Bruno Balz, il paroliere gay di Hitler



Bruno Balz è un personaggio enigmatico, dichiaratamente omosessuale ma autore di numerosi successi musicali della Germania nazista. Tra i brani più noti figura "Puó l’amore essere un peccato?" intepretata da Zarah Leander, nota come una tra le più grandi cantanti del Terzo Reich. Zarah Leander svedese, viene oggi ricordata come la voce della canzone leggera dell'epoca.
Già all'età di 17 anni Balz era cosciente della sua sessualità e nel 1919) e compilò alcuni questionari con domande psichobiologiche predisposte dall'Istituto per studi sessuali Magnus Hirschfeld. Fu modello (nudo) per Aldolf Brand e pubblicò poesie e articoli e racconti in riviste gay durante la repubblica di Weimar. Fu attivista nell'associazione gay "Bund für Menschenrechte" (Associazione per diritti umani).

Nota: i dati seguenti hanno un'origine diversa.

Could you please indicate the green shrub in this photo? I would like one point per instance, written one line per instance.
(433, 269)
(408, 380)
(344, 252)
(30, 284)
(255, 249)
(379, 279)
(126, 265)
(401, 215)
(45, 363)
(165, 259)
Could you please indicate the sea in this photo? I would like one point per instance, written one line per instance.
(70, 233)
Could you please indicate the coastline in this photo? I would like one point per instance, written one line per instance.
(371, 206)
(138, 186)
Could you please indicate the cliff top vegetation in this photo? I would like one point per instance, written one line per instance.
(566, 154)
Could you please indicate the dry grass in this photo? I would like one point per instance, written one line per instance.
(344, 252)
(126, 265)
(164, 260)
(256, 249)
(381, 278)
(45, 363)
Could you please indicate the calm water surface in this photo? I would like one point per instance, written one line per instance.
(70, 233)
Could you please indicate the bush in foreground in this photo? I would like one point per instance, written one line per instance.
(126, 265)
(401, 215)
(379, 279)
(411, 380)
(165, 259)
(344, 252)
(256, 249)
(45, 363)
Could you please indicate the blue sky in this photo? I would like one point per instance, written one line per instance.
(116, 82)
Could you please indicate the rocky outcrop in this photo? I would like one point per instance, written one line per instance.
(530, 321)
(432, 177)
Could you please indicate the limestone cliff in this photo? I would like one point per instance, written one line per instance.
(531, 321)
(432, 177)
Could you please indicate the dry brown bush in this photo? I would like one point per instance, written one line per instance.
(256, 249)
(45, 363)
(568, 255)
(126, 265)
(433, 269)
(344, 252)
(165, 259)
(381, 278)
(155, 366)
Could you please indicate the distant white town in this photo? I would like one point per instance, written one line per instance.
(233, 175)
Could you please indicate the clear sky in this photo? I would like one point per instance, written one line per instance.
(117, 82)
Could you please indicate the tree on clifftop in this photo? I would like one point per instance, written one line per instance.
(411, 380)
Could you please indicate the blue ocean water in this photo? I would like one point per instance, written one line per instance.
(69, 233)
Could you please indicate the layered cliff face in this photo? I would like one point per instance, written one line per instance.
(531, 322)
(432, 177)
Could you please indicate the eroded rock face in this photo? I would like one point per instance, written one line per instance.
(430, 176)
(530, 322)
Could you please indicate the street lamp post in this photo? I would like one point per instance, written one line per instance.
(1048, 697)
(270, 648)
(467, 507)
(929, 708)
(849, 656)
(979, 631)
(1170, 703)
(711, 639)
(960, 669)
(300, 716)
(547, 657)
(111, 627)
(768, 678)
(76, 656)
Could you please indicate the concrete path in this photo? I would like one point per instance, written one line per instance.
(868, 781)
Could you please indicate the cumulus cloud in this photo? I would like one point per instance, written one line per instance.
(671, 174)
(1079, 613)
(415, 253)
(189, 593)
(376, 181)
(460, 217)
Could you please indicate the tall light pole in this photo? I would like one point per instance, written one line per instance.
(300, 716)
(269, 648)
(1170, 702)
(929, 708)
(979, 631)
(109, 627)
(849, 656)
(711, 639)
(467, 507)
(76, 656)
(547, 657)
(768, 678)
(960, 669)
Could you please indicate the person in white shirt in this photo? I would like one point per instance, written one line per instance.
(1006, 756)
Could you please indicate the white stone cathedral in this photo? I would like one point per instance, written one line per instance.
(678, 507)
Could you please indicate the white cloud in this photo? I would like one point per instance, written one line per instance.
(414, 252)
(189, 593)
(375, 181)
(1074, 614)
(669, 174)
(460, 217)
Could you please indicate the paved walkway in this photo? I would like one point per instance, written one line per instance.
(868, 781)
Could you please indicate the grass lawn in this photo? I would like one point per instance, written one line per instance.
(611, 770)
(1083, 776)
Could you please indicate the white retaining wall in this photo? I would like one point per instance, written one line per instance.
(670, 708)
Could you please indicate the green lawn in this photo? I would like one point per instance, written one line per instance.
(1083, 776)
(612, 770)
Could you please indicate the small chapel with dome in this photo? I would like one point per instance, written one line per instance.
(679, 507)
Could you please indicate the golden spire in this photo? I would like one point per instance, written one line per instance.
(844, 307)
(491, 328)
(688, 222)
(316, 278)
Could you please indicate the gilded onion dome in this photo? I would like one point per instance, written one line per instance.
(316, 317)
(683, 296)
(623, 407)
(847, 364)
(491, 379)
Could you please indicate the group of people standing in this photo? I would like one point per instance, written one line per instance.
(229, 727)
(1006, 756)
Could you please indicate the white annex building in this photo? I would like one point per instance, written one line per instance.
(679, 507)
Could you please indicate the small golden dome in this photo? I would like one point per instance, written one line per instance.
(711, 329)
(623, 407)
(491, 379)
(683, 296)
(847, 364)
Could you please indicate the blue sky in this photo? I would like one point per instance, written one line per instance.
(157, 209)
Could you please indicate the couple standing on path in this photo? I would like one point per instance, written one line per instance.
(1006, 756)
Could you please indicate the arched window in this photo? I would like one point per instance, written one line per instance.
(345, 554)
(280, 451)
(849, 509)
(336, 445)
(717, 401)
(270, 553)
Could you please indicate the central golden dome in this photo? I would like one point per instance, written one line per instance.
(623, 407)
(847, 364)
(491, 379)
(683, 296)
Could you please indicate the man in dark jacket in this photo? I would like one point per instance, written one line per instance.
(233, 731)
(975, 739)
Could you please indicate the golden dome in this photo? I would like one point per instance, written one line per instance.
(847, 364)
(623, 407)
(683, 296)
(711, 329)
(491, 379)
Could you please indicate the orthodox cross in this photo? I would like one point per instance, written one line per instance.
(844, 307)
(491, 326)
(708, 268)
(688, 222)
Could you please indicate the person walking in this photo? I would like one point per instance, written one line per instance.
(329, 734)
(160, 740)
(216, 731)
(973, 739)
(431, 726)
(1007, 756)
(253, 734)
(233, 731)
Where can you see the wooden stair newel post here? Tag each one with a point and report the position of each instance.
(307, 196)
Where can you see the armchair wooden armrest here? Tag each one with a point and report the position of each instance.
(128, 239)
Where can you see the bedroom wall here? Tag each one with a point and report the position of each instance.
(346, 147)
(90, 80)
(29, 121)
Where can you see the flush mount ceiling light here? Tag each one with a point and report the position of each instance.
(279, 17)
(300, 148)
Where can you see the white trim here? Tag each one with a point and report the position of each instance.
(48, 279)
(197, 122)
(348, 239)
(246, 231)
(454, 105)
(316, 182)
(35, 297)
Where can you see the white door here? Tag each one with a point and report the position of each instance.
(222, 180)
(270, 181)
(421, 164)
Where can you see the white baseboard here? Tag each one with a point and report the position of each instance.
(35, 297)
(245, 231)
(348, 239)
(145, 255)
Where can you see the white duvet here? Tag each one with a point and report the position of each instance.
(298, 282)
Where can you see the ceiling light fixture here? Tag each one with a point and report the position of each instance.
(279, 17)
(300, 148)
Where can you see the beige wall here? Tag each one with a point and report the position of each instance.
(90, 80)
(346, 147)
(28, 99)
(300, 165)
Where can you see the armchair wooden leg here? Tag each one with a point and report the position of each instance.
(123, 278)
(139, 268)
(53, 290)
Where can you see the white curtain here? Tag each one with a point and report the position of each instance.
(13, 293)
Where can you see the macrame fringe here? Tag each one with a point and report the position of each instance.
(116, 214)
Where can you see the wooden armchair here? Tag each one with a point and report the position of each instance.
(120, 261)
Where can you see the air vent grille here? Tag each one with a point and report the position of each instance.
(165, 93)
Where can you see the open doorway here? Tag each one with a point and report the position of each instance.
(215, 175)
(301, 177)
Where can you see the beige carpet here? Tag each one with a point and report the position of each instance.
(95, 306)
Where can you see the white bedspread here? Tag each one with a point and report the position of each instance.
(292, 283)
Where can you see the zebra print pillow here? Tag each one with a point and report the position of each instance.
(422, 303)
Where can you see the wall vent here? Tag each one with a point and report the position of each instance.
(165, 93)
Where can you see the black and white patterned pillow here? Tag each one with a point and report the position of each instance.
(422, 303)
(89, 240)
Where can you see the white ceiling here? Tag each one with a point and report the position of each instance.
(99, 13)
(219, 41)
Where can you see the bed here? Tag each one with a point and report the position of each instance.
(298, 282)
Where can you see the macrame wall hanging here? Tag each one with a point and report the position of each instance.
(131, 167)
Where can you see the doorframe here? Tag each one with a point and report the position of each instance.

Balz è atto uno dei più produttivi autori di canzoni d’amore durante la dittatura nazista anche se il suo orientamento sessuale gli costò numerosi arresti: nel 1936 trascorse diversi mesi in prigione ed è stato rilasciato solo quando acconsentì a continuare a scrivere canzoni per Hitler senza che il suo nome apparisse fra i crediti. Venne costretto a sposare una donna di nome Selma, anche se nel 1941 venne nuovamente arrestato dalla Gestapo e fu incarcerato a Prinz-Albrecht-Strasse . È stato liberato dalla grazie all'intervento del compositore Michael Jary, che convinse i funzionari che Balz avrebbe potuto produrre canzoni che avrebbero favorito il buon esito della guerra. Dal 1929 fino agli anni '60 compose un migliaio di canzoni che ancor oggi risultano tutte evergreen nei paesi di lingua tedesca.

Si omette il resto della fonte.